Kill the Competition
If your lawn is heavily infested with perennial weeds like Bermuda grass, nutsedge, wild chrysanthemum, ground ivy or honeysuckle, you’ll have to work harder. You must kill the roots of these weeds before you disturb the soil. Kill them by making twice-weekly applications of glyphosate (Roundup) and not disturbing the existing lawn until it has turned brown. This assures that weed roots and rhizomes were completely killed and will not return to haunt you.
Then, till and compost your lawn for reseeding.
Editor’s note: Glyphosate — long considered a safe herbicide because it breaks down quickly — has been identified as a “probable carcinogen to humans” by the World Health Organization. California now lists it as a cancer-causing chemical.
Vanquish Bare Spots
Filling in bare spots takes more work than sprinkling seeds and covering them with a little peat moss. Seeds will germinate and grow, but odds are that the soil is compacted in that spot, so the new seedlings will die after a few weeks of drought.

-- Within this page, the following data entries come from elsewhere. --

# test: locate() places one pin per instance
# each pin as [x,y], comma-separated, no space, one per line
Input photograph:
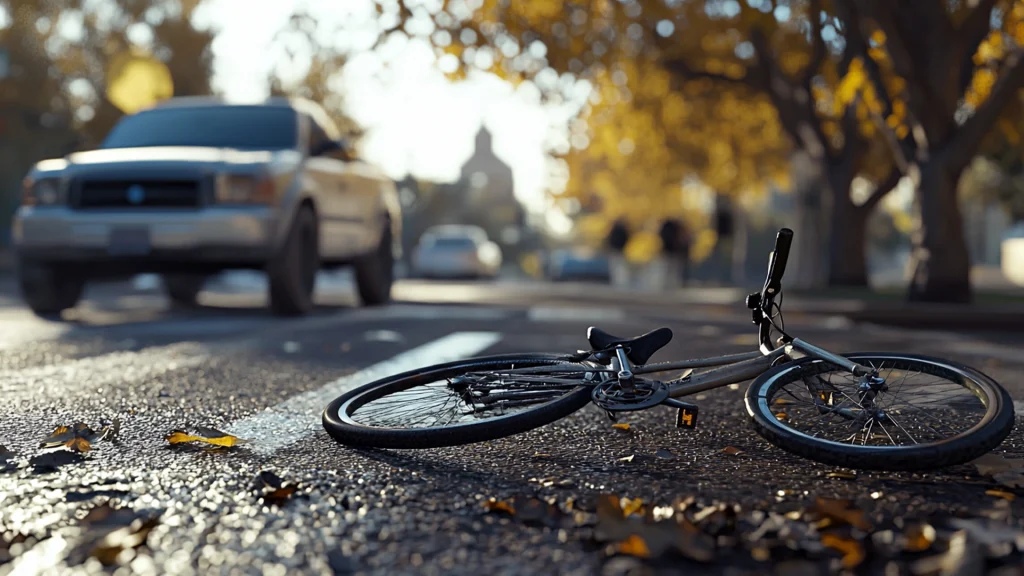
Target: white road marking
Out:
[414,312]
[570,314]
[299,417]
[109,369]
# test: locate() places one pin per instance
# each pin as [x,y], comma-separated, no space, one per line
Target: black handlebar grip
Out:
[782,243]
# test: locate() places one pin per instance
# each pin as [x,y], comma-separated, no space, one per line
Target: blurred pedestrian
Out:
[675,252]
[617,238]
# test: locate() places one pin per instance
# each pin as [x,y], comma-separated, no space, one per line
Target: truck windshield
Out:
[240,127]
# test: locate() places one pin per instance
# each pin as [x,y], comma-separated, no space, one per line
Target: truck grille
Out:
[138,194]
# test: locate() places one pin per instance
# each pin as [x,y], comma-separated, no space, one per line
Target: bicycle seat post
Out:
[625,371]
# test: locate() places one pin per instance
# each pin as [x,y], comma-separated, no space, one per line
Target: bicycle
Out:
[487,398]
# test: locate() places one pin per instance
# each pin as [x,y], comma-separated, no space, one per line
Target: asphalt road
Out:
[124,356]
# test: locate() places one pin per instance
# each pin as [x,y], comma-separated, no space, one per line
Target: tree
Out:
[957,73]
[81,66]
[321,65]
[828,72]
[710,46]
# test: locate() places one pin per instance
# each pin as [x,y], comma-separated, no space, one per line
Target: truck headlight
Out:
[238,189]
[44,192]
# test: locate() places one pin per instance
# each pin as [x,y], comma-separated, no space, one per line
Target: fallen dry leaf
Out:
[77,438]
[644,535]
[50,461]
[1001,494]
[273,490]
[634,545]
[1008,471]
[919,537]
[7,462]
[632,506]
[109,532]
[495,505]
[111,430]
[203,435]
[853,551]
[130,537]
[840,511]
[962,557]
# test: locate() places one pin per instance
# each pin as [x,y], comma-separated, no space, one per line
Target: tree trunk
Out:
[807,257]
[940,261]
[848,223]
[847,249]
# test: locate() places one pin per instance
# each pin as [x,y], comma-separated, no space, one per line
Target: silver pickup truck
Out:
[195,187]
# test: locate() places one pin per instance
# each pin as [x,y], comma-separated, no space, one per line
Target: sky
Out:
[416,120]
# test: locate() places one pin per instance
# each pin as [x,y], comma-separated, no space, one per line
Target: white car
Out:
[456,251]
[195,187]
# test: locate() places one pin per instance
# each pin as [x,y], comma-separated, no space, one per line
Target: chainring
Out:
[645,394]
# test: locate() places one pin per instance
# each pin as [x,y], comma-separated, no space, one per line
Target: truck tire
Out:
[183,289]
[292,272]
[49,289]
[375,272]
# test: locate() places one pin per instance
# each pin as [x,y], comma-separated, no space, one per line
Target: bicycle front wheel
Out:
[925,413]
[462,402]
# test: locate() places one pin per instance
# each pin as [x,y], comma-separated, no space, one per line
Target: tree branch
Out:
[970,36]
[817,43]
[968,138]
[883,189]
[680,68]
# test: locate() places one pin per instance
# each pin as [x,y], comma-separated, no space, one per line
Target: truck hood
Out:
[212,159]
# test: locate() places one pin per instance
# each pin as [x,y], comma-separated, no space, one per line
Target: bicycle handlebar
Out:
[776,266]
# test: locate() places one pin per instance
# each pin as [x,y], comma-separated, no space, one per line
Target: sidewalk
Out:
[6,261]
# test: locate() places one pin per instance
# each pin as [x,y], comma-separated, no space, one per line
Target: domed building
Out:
[489,200]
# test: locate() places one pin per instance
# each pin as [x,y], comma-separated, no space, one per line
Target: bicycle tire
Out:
[993,427]
[344,429]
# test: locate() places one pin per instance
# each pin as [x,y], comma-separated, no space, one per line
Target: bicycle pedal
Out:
[686,416]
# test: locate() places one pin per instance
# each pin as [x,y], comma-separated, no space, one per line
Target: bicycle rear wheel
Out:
[462,402]
[927,413]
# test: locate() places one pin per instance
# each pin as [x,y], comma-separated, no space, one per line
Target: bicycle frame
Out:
[741,367]
[735,368]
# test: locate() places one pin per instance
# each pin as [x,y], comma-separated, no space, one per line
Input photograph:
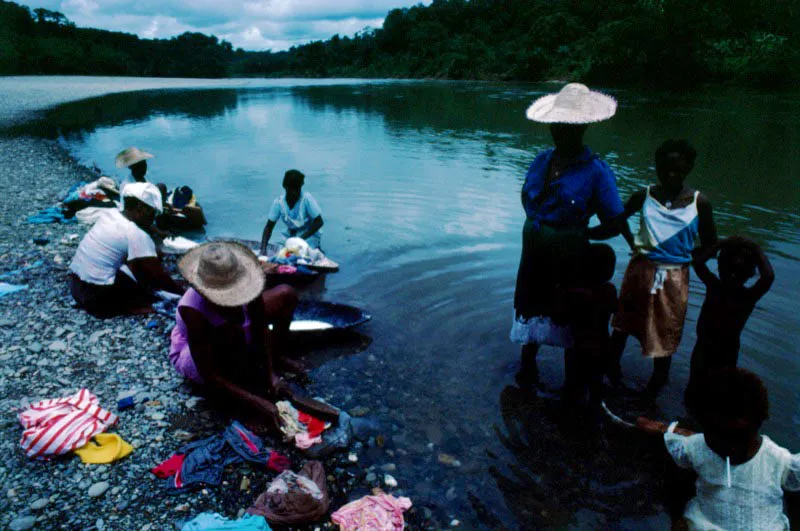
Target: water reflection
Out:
[81,118]
[420,187]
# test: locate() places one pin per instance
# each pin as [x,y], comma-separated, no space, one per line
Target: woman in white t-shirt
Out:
[97,281]
[298,210]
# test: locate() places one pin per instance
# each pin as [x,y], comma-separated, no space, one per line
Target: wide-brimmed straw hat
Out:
[226,273]
[132,155]
[147,193]
[573,104]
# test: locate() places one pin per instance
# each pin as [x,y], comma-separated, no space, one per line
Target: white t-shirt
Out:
[754,499]
[297,219]
[110,242]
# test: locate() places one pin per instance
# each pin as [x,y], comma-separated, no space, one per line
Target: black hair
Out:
[681,146]
[163,189]
[132,203]
[599,261]
[731,394]
[293,178]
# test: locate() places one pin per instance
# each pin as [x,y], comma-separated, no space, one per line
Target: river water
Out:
[419,185]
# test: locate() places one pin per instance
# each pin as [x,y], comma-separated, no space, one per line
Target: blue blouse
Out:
[586,188]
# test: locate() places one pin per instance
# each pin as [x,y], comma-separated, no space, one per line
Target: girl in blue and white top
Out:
[655,290]
[298,210]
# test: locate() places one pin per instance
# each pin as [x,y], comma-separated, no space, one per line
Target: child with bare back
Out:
[728,305]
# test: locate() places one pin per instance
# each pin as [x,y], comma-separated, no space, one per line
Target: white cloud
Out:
[249,24]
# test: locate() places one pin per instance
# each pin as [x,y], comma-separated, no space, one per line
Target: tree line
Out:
[601,41]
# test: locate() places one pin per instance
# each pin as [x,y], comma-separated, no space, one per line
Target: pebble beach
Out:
[50,349]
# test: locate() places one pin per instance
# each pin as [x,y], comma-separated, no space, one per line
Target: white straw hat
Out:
[573,104]
[226,273]
[147,193]
[130,156]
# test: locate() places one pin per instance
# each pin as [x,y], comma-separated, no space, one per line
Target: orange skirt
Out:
[653,301]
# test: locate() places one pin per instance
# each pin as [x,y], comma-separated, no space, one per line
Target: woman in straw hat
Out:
[135,160]
[222,335]
[564,187]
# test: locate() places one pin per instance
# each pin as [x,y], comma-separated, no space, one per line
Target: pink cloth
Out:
[315,426]
[304,441]
[278,463]
[376,513]
[58,426]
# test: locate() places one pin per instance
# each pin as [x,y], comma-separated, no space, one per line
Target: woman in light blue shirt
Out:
[298,210]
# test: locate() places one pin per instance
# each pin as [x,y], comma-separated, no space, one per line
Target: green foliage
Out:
[602,41]
[45,42]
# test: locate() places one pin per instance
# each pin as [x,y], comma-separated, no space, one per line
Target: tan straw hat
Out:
[226,273]
[574,104]
[130,156]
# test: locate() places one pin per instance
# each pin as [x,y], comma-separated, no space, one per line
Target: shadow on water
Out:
[567,467]
[81,118]
[419,184]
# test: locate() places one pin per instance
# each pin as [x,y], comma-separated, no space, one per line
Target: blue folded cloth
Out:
[50,215]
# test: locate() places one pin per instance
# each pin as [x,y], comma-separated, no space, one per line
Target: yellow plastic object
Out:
[104,448]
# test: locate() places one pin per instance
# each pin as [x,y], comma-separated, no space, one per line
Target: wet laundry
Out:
[301,427]
[217,522]
[178,245]
[292,499]
[62,425]
[168,468]
[377,513]
[52,214]
[205,460]
[104,448]
[334,439]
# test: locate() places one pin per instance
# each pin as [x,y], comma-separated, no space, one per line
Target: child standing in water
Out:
[298,210]
[741,475]
[727,307]
[655,291]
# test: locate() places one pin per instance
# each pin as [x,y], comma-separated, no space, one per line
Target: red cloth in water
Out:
[170,467]
[278,463]
[315,426]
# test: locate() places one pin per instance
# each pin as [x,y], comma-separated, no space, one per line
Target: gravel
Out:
[50,349]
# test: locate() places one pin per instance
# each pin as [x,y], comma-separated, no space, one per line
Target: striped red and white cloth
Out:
[61,425]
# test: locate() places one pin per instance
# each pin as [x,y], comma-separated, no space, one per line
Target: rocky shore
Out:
[50,349]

Soil compaction is the most likely cause for dead spots. Unless the soil compaction is resolved, it will reoccur.
First, loosen the soil to a depth of at least four inches. Then amend with about an inch of compost, working the compost thoroughly into the loose soil. Walk over the soil several times to firm it up.
Next, scratch the soil surface lightly with a tined rake, then spread the seed. Lightly cover an area twice the size as the dead spot with either compost or straw. This will keep the seed from being washed away or eaten by birds. Mist daily, ideally at high noon. Once the seed sprouts, water as above.